Suspect slain after threatening police officer
[Gainesville, FL]

By Erin Bryce
Independent Florida Alligator
January 31, 2001
(GAINESVILLE, Fla.) -- A resident was shot by a Gainesville police officer Tuesday when he aimed his car at the officer while fleeing a traffic stop.

Corey Paul Rice of 2102 NW 12th St. died after being taken to Shands at Alachua General Hospital.

Officer Jim Hecksel pulled over 30-year-old Rice at the 1000 block of Northwest 21st Avenue at 1:21 a.m., said Gainesville Police spokesman Keith Kameg.

Kameg said Rice was wanted for driving with a suspended license. His license had been suspended several times.

Hecksel approached Rice, who attempted to flee in his black, 1991 Chevrolet Cavalier, Kameg said.

He said Rice aimed the vehicle toward Hecksel.

"Officer Hecksel was put in fear for his life, at which point he fired several shots at the vehicle," Kameg said.

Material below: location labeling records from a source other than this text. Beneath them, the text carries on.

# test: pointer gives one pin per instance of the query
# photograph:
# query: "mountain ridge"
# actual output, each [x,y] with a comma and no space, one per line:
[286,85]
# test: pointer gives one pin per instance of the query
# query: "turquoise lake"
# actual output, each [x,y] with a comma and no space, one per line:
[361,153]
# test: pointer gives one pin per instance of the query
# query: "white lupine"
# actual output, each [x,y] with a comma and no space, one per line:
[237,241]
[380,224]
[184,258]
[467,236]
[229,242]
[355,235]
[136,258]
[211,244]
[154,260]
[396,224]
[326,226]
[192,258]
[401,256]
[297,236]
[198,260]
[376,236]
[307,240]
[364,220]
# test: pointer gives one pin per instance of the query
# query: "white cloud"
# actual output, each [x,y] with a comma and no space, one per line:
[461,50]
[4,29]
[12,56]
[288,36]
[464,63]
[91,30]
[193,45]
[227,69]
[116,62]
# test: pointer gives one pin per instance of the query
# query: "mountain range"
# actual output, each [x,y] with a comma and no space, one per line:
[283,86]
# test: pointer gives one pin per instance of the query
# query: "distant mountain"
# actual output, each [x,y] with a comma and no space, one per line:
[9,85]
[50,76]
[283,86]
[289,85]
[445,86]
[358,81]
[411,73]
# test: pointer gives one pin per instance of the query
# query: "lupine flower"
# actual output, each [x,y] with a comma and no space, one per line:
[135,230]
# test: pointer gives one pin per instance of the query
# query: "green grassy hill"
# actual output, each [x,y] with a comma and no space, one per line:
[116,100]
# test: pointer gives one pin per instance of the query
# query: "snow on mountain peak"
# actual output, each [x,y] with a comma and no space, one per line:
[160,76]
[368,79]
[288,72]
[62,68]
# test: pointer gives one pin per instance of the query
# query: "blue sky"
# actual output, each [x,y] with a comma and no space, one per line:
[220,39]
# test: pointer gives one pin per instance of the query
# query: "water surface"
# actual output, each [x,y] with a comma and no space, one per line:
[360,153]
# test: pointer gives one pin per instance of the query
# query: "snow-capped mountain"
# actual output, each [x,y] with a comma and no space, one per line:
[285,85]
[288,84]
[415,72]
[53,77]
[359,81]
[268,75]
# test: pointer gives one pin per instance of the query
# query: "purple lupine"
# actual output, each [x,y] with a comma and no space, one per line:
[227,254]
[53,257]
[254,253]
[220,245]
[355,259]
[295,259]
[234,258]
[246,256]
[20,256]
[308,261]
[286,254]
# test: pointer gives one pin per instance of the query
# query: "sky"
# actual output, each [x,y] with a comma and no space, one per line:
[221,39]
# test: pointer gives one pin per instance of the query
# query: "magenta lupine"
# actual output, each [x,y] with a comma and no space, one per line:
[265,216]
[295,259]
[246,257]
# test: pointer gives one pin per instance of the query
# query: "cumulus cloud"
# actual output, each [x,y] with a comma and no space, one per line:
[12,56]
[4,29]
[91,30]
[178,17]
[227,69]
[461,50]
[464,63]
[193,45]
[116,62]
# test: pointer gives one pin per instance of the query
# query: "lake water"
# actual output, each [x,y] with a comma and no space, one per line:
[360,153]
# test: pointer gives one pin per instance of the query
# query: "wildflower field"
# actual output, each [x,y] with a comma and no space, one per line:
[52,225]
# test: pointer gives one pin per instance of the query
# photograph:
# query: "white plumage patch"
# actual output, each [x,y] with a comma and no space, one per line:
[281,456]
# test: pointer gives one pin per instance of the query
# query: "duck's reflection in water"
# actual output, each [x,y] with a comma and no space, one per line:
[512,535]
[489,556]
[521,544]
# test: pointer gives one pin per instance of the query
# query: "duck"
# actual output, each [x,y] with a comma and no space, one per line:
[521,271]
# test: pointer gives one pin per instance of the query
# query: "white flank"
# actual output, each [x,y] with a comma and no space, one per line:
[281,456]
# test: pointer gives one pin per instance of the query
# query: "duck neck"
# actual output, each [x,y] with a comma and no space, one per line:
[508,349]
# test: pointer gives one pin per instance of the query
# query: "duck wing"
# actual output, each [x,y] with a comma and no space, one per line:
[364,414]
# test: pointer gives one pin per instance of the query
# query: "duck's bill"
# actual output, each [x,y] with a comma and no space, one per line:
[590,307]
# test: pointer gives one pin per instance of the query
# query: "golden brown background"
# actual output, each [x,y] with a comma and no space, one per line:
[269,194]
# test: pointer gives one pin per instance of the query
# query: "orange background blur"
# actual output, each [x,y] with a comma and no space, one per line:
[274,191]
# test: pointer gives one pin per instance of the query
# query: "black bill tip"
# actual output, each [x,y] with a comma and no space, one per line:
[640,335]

The Cavalier continued to move east, where it hit a parked silver 2001 Acura and crashed into a fence. Rice got out and walked around to the back of the car, only to collapse, Kameg said.

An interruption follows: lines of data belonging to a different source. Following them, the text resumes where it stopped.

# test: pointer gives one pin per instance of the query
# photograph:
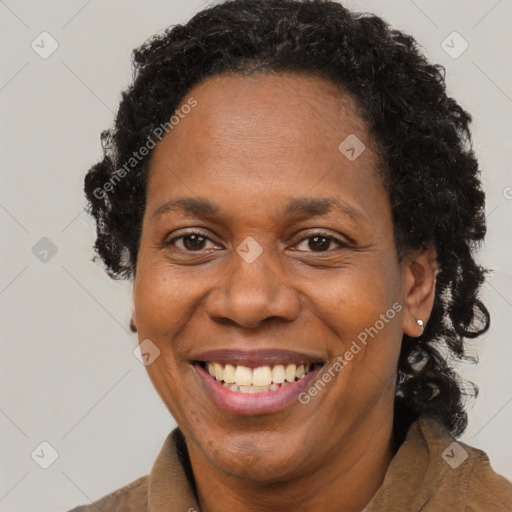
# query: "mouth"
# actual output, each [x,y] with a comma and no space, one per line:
[261,379]
[255,382]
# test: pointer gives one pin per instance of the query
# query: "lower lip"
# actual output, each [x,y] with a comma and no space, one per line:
[254,403]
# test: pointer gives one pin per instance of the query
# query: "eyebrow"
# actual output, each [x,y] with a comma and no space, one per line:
[300,207]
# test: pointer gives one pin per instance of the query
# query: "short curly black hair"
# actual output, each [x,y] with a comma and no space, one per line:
[423,137]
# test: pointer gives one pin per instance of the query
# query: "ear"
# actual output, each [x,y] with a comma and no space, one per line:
[419,271]
[133,322]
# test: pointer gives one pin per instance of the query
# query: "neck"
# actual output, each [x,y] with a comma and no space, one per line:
[347,478]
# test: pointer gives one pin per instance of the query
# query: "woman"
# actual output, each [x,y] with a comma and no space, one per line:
[296,200]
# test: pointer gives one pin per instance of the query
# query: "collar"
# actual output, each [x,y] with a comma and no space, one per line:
[412,477]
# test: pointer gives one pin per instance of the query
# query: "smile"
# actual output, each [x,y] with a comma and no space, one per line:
[255,381]
[243,379]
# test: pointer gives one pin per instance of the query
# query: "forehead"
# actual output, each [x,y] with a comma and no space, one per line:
[269,136]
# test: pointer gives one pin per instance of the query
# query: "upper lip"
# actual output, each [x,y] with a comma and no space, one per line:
[257,357]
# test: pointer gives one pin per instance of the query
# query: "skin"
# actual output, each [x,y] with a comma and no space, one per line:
[250,145]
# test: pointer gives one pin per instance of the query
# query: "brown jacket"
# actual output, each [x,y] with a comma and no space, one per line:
[429,473]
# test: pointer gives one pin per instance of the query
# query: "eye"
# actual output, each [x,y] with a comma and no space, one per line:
[191,242]
[320,242]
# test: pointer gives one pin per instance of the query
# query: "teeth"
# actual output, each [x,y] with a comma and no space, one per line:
[243,376]
[219,373]
[254,380]
[290,372]
[229,373]
[278,374]
[262,376]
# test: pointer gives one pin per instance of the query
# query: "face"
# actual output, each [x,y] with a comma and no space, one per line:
[266,246]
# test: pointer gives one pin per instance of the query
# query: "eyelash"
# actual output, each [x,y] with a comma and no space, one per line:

Hecksel attempted to resuscitate Rice until emergency units arrived.

Rice was transported to Shands at AGH where he was pronounced dead at 5:18 Tuesday morning, said Gidget Lewis, a hospital spokeswoman. Lewis said Rice's family in Ohio could not be reached.

Hecksel has been placed on administrative leave and could not be reached for comment. He is currently under criminal investigation, as well as under investigation by GPD's internal affairs department.

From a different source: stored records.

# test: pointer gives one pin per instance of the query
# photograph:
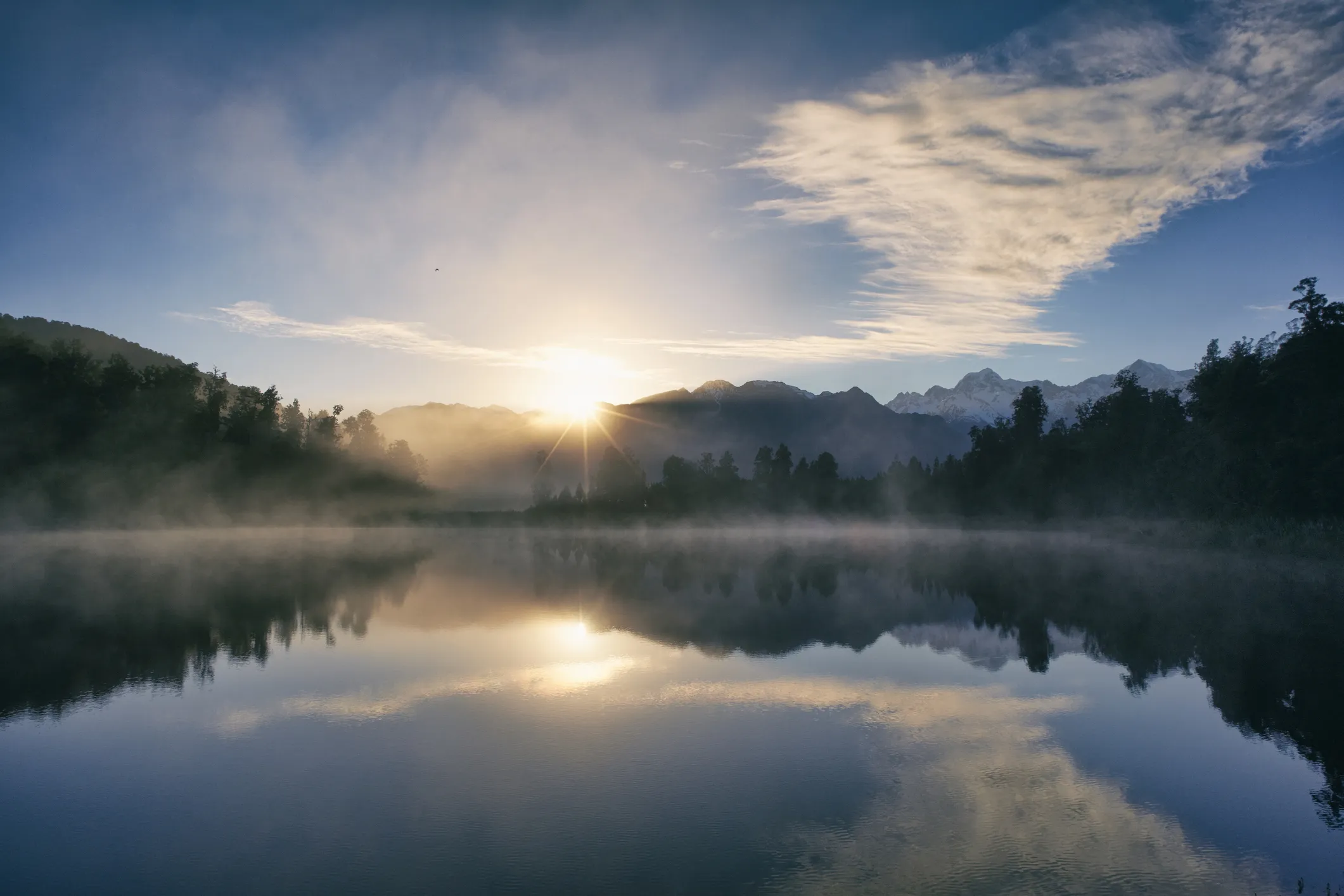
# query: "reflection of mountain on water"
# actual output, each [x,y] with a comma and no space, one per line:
[79,621]
[985,648]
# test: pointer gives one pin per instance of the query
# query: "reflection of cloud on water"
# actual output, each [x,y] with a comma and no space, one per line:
[546,681]
[979,801]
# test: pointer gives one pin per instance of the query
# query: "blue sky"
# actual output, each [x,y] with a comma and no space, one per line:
[627,198]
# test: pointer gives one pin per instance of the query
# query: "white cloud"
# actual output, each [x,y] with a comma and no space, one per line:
[260,320]
[980,187]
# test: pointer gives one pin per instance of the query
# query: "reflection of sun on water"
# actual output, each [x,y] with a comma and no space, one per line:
[574,632]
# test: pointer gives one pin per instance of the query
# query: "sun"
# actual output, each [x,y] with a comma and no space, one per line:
[577,407]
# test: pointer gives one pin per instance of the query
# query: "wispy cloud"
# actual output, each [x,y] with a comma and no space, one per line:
[982,184]
[260,319]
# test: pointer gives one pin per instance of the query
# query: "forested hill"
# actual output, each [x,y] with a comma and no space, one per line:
[98,344]
[109,444]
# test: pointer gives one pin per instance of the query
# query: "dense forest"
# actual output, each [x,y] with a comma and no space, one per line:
[112,442]
[1261,433]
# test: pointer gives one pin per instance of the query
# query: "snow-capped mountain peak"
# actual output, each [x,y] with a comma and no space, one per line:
[983,397]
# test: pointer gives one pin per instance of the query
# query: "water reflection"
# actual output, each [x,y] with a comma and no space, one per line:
[961,788]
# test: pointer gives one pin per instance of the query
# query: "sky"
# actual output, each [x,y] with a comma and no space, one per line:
[542,205]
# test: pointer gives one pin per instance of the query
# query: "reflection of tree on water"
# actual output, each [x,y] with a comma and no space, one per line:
[1265,639]
[79,626]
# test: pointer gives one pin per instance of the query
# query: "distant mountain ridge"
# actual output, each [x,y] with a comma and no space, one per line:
[488,456]
[983,397]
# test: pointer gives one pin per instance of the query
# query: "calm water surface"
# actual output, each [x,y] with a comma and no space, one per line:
[839,711]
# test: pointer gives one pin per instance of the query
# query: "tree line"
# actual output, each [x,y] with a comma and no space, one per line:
[89,440]
[1258,433]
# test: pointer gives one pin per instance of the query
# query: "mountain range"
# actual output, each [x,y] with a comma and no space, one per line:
[488,456]
[980,398]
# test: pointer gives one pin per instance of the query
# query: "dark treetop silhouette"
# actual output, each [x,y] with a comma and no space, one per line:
[1261,434]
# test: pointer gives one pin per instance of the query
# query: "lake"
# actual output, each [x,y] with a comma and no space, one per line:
[832,710]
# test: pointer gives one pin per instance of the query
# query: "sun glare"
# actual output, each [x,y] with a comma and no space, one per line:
[577,407]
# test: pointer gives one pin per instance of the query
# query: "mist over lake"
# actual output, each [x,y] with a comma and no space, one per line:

Kameg said the two investigations are GPD policy when deadly force is used in an incident. Investigators are looking into whether circumstances surrounding the incident caused reasonable justification for deadly force -- which is used only in the most extreme circumstances.

According to GPD's policy, deadly force can be used only when the size, strength or skill level of the threatening person is greater than that of the officer, the environmental conditions are harmful or the threatening person is close to a deadly weapon and reaction time is lacking.

GPD officers are required to take annual proficiency courses on the use of their weapon, Kameg said. This incident marks GPD's third fatal shooting in about the past 10 years, Kameg said. He said he does not know when the investigation will be completed.